Educating Boys and Girls in the Colonies


After learning to read and write at home or in a Dame School in what we would call "early childhood education" today, most girls discontinued any schooling. Their mothers would teach them household skills at home now. Most boys, however, went on to another school or received more education at home, either by a parent or a tutor they hired. 


It wasn't long before many of the colonies had laws, something to the effect that any town of more than fifty residents had to provide a school for boys. These were not schools as we know them today, though. Most were uncomfortable with hard benches and only one fireplace. Each boy had to provide his share of the wood to burn. Those who brought the most sat closest to the fire. Each family also had to pay the schoolmaster, but most paid in bartered goods.

The schoolmaster usually kept strict discipline by using switches to whip students who misbehaved or didn't know their lesson. It was also common to embarrass the student who didn't follow the rules by having him wear signs declaring what he did wrong, wearing a dunce cap, etc. 

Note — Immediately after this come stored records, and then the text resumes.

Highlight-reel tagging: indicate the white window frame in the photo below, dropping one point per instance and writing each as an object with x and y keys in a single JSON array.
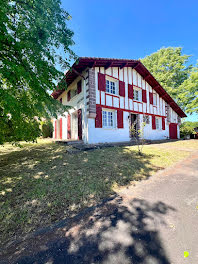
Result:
[
  {"x": 154, "y": 99},
  {"x": 109, "y": 114},
  {"x": 158, "y": 123},
  {"x": 139, "y": 97},
  {"x": 111, "y": 82}
]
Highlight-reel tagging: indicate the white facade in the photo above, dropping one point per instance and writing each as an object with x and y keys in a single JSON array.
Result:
[{"x": 113, "y": 102}]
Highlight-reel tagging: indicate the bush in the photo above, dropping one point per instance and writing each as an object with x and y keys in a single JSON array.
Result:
[{"x": 47, "y": 128}]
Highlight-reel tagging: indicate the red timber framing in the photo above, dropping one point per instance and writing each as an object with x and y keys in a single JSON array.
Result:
[
  {"x": 86, "y": 62},
  {"x": 68, "y": 127},
  {"x": 100, "y": 106}
]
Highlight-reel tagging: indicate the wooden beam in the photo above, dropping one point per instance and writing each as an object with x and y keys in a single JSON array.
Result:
[
  {"x": 109, "y": 64},
  {"x": 79, "y": 74}
]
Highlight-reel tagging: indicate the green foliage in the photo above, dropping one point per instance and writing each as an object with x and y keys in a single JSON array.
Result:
[
  {"x": 170, "y": 67},
  {"x": 47, "y": 128},
  {"x": 187, "y": 128},
  {"x": 34, "y": 49}
]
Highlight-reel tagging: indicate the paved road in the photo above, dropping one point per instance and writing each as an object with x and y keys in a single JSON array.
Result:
[{"x": 151, "y": 223}]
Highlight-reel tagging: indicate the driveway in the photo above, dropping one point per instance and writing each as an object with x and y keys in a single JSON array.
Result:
[{"x": 153, "y": 222}]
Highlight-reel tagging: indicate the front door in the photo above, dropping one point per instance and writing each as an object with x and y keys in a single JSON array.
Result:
[
  {"x": 173, "y": 131},
  {"x": 79, "y": 124},
  {"x": 133, "y": 125}
]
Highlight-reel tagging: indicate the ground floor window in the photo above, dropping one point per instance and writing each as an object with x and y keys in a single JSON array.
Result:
[{"x": 108, "y": 118}]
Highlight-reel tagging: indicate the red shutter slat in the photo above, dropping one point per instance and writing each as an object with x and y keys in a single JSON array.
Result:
[
  {"x": 153, "y": 122},
  {"x": 151, "y": 97},
  {"x": 130, "y": 91},
  {"x": 61, "y": 128},
  {"x": 101, "y": 82},
  {"x": 122, "y": 88},
  {"x": 68, "y": 127},
  {"x": 144, "y": 99},
  {"x": 55, "y": 129},
  {"x": 98, "y": 120},
  {"x": 120, "y": 118},
  {"x": 68, "y": 96},
  {"x": 163, "y": 123},
  {"x": 79, "y": 87}
]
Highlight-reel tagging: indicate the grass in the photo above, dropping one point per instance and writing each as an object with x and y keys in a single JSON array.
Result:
[{"x": 41, "y": 183}]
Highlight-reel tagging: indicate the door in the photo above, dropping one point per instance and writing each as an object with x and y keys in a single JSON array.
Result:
[
  {"x": 133, "y": 125},
  {"x": 74, "y": 126},
  {"x": 68, "y": 127},
  {"x": 79, "y": 124},
  {"x": 173, "y": 131}
]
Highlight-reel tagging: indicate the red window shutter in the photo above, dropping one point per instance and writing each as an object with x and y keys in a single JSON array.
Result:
[
  {"x": 101, "y": 82},
  {"x": 55, "y": 129},
  {"x": 130, "y": 91},
  {"x": 68, "y": 96},
  {"x": 79, "y": 87},
  {"x": 163, "y": 123},
  {"x": 122, "y": 88},
  {"x": 153, "y": 122},
  {"x": 68, "y": 127},
  {"x": 144, "y": 100},
  {"x": 61, "y": 128},
  {"x": 98, "y": 120},
  {"x": 151, "y": 97},
  {"x": 120, "y": 118}
]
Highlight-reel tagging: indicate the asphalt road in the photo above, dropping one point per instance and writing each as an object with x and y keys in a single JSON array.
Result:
[{"x": 154, "y": 222}]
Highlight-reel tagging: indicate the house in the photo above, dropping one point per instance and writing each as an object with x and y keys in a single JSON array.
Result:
[{"x": 108, "y": 96}]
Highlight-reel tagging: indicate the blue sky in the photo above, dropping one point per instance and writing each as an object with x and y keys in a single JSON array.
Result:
[{"x": 133, "y": 29}]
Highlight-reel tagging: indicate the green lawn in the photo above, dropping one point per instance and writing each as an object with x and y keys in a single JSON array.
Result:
[{"x": 41, "y": 183}]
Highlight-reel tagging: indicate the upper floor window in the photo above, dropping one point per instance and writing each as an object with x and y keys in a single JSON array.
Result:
[
  {"x": 110, "y": 87},
  {"x": 154, "y": 99},
  {"x": 137, "y": 95},
  {"x": 158, "y": 123},
  {"x": 108, "y": 118}
]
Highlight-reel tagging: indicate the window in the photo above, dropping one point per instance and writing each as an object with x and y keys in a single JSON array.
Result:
[
  {"x": 137, "y": 94},
  {"x": 108, "y": 119},
  {"x": 158, "y": 123},
  {"x": 146, "y": 119},
  {"x": 110, "y": 87},
  {"x": 154, "y": 99}
]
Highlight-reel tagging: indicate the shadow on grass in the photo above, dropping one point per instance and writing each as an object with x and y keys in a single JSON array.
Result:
[
  {"x": 114, "y": 233},
  {"x": 43, "y": 184}
]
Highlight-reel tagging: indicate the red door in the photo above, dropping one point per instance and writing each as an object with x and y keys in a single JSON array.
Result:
[
  {"x": 173, "y": 131},
  {"x": 79, "y": 124},
  {"x": 68, "y": 127},
  {"x": 61, "y": 128}
]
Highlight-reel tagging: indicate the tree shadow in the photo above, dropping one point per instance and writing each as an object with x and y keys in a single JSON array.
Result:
[
  {"x": 113, "y": 233},
  {"x": 46, "y": 184}
]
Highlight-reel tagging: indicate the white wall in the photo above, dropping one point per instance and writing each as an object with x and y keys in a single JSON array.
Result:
[{"x": 102, "y": 135}]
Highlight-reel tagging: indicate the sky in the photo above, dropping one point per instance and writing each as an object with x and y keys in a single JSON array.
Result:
[{"x": 132, "y": 29}]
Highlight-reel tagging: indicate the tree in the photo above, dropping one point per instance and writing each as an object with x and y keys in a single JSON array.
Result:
[
  {"x": 34, "y": 50},
  {"x": 179, "y": 79}
]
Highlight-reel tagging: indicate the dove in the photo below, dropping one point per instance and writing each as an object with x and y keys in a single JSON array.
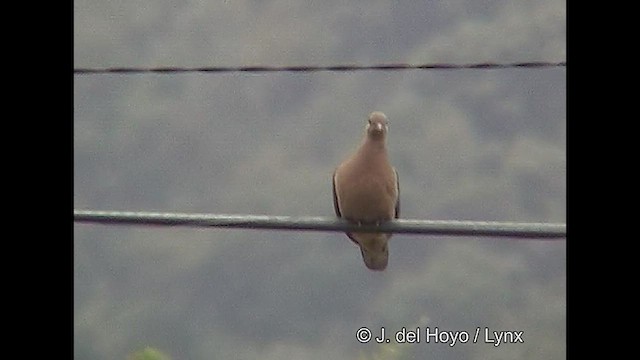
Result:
[{"x": 366, "y": 191}]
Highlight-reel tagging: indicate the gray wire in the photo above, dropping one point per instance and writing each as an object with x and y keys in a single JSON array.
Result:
[{"x": 402, "y": 226}]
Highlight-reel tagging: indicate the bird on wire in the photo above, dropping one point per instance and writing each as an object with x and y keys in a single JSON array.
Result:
[{"x": 366, "y": 191}]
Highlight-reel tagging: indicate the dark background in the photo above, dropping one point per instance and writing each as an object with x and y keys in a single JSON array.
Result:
[{"x": 467, "y": 144}]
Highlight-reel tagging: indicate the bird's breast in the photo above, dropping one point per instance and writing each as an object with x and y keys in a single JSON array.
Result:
[{"x": 367, "y": 196}]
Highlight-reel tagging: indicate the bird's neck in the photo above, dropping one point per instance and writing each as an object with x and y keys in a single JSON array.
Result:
[{"x": 373, "y": 147}]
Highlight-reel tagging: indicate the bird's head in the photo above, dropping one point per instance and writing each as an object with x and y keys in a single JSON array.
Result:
[{"x": 377, "y": 125}]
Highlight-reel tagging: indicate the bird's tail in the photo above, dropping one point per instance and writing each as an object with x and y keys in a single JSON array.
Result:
[{"x": 376, "y": 254}]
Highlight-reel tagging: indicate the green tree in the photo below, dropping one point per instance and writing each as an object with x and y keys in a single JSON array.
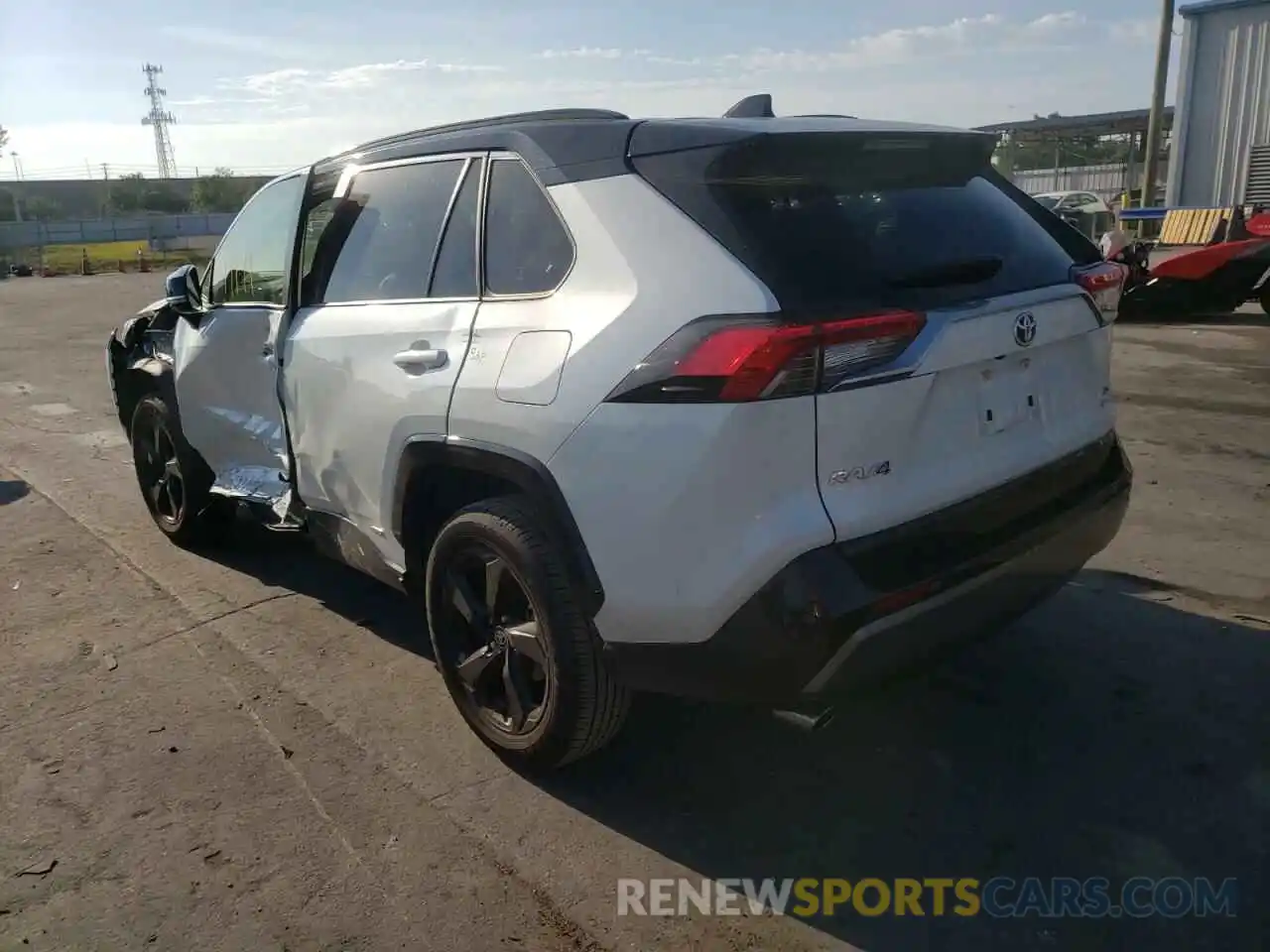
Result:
[
  {"x": 42, "y": 208},
  {"x": 162, "y": 198},
  {"x": 218, "y": 191},
  {"x": 8, "y": 204},
  {"x": 128, "y": 194}
]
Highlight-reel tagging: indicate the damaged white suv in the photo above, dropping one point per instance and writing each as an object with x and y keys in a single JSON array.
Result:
[{"x": 746, "y": 408}]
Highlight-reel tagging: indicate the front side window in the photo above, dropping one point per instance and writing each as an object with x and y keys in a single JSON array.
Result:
[
  {"x": 253, "y": 261},
  {"x": 382, "y": 236},
  {"x": 527, "y": 248}
]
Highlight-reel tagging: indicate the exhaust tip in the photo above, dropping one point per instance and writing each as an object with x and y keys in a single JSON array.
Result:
[{"x": 804, "y": 720}]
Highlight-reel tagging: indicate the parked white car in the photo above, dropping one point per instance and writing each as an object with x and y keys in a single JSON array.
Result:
[
  {"x": 1084, "y": 209},
  {"x": 748, "y": 408}
]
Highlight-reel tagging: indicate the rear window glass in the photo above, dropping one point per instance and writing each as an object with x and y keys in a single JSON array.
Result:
[{"x": 906, "y": 221}]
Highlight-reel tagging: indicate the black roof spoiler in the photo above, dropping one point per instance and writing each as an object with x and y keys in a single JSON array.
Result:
[
  {"x": 756, "y": 107},
  {"x": 760, "y": 107}
]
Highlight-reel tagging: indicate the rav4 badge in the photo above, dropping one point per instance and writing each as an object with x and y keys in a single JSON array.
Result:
[{"x": 860, "y": 472}]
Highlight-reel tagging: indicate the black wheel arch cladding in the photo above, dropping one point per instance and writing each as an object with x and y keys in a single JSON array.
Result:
[{"x": 425, "y": 457}]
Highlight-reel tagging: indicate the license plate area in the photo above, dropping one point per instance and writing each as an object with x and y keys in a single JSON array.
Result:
[{"x": 1008, "y": 398}]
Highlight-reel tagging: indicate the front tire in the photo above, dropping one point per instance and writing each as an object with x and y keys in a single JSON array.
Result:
[
  {"x": 175, "y": 483},
  {"x": 520, "y": 657}
]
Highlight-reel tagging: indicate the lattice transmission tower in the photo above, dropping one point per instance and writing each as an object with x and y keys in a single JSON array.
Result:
[{"x": 160, "y": 118}]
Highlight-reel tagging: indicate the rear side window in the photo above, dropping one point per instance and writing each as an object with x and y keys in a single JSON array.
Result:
[
  {"x": 833, "y": 220},
  {"x": 385, "y": 234},
  {"x": 527, "y": 248}
]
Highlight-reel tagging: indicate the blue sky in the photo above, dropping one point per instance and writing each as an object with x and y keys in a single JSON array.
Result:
[{"x": 266, "y": 90}]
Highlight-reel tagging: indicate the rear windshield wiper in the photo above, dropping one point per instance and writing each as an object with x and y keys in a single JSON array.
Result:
[{"x": 969, "y": 271}]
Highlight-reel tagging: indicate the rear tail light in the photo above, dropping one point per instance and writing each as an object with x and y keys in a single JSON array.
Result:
[
  {"x": 739, "y": 359},
  {"x": 1102, "y": 284}
]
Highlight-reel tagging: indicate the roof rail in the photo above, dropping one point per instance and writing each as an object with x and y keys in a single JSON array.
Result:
[
  {"x": 511, "y": 118},
  {"x": 756, "y": 107}
]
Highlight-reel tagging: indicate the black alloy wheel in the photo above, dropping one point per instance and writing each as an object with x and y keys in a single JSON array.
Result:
[
  {"x": 518, "y": 655},
  {"x": 494, "y": 642},
  {"x": 175, "y": 480},
  {"x": 159, "y": 471}
]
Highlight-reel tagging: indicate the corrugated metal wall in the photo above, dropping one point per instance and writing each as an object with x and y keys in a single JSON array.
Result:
[{"x": 1223, "y": 103}]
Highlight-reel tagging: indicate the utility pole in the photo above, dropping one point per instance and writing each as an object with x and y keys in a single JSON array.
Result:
[
  {"x": 1156, "y": 122},
  {"x": 160, "y": 119}
]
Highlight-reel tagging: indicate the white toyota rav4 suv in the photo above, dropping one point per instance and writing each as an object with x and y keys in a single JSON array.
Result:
[{"x": 746, "y": 408}]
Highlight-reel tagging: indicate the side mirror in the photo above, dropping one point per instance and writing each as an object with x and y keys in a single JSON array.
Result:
[{"x": 183, "y": 295}]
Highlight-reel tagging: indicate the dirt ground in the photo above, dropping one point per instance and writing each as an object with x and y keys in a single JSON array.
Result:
[{"x": 253, "y": 752}]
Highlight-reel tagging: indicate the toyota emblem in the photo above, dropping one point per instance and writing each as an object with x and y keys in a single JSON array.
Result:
[{"x": 1025, "y": 329}]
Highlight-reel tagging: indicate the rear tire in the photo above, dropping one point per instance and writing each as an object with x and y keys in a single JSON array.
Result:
[
  {"x": 173, "y": 480},
  {"x": 518, "y": 655}
]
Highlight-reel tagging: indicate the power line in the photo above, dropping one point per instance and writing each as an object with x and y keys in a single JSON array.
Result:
[
  {"x": 149, "y": 171},
  {"x": 159, "y": 118}
]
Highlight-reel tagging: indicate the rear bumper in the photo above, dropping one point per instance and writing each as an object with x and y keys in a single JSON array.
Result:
[{"x": 855, "y": 612}]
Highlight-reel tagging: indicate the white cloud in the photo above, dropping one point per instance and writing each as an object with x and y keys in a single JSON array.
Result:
[
  {"x": 966, "y": 35},
  {"x": 587, "y": 53},
  {"x": 294, "y": 80},
  {"x": 272, "y": 84}
]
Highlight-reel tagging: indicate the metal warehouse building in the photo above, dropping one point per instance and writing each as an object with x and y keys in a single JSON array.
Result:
[{"x": 1220, "y": 148}]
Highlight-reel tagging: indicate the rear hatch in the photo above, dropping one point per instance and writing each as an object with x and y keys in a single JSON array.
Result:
[{"x": 964, "y": 335}]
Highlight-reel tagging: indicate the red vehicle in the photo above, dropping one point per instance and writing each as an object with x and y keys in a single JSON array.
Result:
[{"x": 1213, "y": 280}]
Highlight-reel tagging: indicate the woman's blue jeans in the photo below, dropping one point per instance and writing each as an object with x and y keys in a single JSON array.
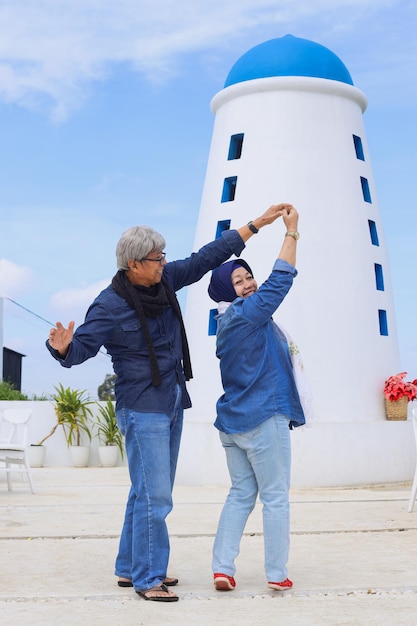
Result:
[
  {"x": 152, "y": 442},
  {"x": 258, "y": 461}
]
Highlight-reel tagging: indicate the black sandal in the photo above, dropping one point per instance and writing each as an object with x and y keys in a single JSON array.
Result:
[
  {"x": 164, "y": 588},
  {"x": 168, "y": 582}
]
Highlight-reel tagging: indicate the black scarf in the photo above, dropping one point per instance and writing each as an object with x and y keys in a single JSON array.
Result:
[{"x": 151, "y": 302}]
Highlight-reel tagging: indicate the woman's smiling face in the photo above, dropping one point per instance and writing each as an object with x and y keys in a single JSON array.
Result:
[{"x": 243, "y": 282}]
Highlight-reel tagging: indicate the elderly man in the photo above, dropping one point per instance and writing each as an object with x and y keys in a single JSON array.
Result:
[{"x": 138, "y": 320}]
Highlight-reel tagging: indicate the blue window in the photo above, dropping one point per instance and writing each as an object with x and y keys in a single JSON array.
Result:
[
  {"x": 383, "y": 324},
  {"x": 229, "y": 189},
  {"x": 365, "y": 189},
  {"x": 212, "y": 322},
  {"x": 358, "y": 147},
  {"x": 221, "y": 226},
  {"x": 379, "y": 277},
  {"x": 235, "y": 147},
  {"x": 373, "y": 232}
]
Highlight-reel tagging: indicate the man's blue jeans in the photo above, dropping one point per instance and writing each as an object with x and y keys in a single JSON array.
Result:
[
  {"x": 258, "y": 461},
  {"x": 152, "y": 442}
]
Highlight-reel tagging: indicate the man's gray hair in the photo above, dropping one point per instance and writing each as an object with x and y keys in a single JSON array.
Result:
[{"x": 136, "y": 243}]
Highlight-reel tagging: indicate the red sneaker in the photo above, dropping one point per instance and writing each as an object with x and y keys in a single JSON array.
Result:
[
  {"x": 223, "y": 582},
  {"x": 286, "y": 584}
]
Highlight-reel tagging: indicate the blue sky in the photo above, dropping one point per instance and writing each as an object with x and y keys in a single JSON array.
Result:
[{"x": 105, "y": 123}]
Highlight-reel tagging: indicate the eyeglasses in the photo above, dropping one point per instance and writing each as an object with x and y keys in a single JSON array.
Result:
[{"x": 160, "y": 260}]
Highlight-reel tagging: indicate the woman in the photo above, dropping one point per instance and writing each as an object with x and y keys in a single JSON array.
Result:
[{"x": 259, "y": 406}]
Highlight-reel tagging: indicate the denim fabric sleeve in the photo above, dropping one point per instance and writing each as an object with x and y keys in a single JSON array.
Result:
[
  {"x": 190, "y": 270},
  {"x": 261, "y": 305},
  {"x": 88, "y": 338}
]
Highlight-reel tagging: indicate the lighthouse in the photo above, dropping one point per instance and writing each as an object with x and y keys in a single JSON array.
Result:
[{"x": 288, "y": 127}]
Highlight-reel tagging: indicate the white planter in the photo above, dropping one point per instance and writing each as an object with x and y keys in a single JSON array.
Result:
[
  {"x": 108, "y": 455},
  {"x": 80, "y": 455},
  {"x": 36, "y": 455}
]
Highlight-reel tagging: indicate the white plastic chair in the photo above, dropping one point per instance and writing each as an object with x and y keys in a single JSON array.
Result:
[
  {"x": 13, "y": 447},
  {"x": 414, "y": 487}
]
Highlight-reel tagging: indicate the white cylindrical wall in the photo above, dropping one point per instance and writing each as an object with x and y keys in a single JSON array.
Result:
[{"x": 298, "y": 147}]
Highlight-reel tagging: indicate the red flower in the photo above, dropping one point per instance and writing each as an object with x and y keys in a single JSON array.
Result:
[{"x": 395, "y": 387}]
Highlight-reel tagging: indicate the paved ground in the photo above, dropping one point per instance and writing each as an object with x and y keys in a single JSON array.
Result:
[{"x": 353, "y": 557}]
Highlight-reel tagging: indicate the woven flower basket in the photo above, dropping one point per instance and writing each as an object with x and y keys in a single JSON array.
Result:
[{"x": 396, "y": 409}]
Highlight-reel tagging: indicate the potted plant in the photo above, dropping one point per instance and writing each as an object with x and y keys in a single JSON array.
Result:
[
  {"x": 109, "y": 435},
  {"x": 73, "y": 412},
  {"x": 397, "y": 394}
]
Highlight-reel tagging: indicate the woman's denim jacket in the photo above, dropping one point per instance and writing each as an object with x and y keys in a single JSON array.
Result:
[{"x": 255, "y": 361}]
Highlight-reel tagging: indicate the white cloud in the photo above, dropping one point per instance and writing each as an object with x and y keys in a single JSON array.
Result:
[
  {"x": 14, "y": 279},
  {"x": 72, "y": 304},
  {"x": 51, "y": 50}
]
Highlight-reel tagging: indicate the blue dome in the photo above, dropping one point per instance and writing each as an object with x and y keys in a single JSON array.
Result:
[{"x": 288, "y": 56}]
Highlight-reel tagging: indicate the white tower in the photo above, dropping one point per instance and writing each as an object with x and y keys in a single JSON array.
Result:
[{"x": 289, "y": 128}]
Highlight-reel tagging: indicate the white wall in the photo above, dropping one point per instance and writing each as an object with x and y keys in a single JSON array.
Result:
[{"x": 322, "y": 454}]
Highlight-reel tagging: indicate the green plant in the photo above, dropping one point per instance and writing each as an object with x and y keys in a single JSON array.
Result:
[
  {"x": 73, "y": 412},
  {"x": 107, "y": 429}
]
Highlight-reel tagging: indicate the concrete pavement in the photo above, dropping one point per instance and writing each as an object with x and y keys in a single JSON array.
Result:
[{"x": 353, "y": 557}]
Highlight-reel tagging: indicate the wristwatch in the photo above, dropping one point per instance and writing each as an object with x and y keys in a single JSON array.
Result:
[
  {"x": 293, "y": 233},
  {"x": 252, "y": 228}
]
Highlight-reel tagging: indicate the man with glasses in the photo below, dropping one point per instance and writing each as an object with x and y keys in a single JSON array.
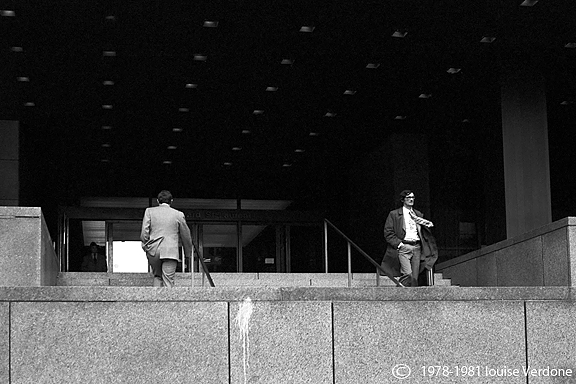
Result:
[{"x": 411, "y": 247}]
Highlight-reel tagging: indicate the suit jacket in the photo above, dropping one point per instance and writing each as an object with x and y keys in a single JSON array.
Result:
[
  {"x": 162, "y": 228},
  {"x": 394, "y": 233}
]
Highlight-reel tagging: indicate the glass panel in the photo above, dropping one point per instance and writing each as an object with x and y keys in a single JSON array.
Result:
[
  {"x": 220, "y": 243},
  {"x": 259, "y": 248},
  {"x": 306, "y": 248},
  {"x": 127, "y": 254},
  {"x": 81, "y": 258}
]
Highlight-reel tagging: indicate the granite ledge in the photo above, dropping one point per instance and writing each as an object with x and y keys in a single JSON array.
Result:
[{"x": 234, "y": 294}]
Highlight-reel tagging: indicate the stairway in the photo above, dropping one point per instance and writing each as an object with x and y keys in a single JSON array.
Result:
[{"x": 235, "y": 279}]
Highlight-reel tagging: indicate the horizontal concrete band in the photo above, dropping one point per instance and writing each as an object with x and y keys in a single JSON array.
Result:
[{"x": 233, "y": 294}]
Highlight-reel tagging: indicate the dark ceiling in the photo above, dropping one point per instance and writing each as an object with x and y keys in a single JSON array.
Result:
[{"x": 217, "y": 98}]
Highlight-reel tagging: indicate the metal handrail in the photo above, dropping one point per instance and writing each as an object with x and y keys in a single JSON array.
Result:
[
  {"x": 204, "y": 267},
  {"x": 351, "y": 243}
]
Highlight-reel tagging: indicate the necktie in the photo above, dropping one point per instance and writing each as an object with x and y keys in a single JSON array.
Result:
[{"x": 421, "y": 220}]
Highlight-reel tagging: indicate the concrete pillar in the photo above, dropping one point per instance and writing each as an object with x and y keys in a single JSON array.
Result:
[
  {"x": 9, "y": 163},
  {"x": 526, "y": 162}
]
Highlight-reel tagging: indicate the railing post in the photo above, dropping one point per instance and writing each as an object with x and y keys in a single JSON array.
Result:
[
  {"x": 349, "y": 265},
  {"x": 326, "y": 246}
]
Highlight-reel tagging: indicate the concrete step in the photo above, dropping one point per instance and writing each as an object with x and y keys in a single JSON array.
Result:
[{"x": 234, "y": 279}]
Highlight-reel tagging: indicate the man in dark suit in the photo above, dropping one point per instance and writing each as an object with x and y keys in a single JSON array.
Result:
[
  {"x": 162, "y": 228},
  {"x": 411, "y": 246}
]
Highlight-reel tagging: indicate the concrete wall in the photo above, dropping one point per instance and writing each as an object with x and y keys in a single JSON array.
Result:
[
  {"x": 27, "y": 256},
  {"x": 306, "y": 335},
  {"x": 543, "y": 257}
]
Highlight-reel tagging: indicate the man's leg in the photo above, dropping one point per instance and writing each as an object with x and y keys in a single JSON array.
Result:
[
  {"x": 416, "y": 251},
  {"x": 168, "y": 272}
]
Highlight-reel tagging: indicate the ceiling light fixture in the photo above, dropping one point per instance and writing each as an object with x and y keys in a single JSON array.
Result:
[{"x": 487, "y": 39}]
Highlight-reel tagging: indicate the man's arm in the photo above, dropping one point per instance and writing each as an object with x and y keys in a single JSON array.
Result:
[{"x": 390, "y": 233}]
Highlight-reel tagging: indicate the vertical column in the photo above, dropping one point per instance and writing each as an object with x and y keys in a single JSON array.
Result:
[
  {"x": 9, "y": 163},
  {"x": 526, "y": 162}
]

Paper was scarce and expensive, and students might have to write on birch bark. They used either a lump of lead or a goose quill pen dipped in homemade ink. Spelling wasn't standardized, and The New England Primer was a commonly used textbook. Other sources might include The Bible, Aesop's Fables, and Robinson Crusoe (after 1719).


When the boys finished the coursework here, most went to work or to learn a trade, but a few continued their education. Some of the wealthier families chose to send their sons back to England to be educated.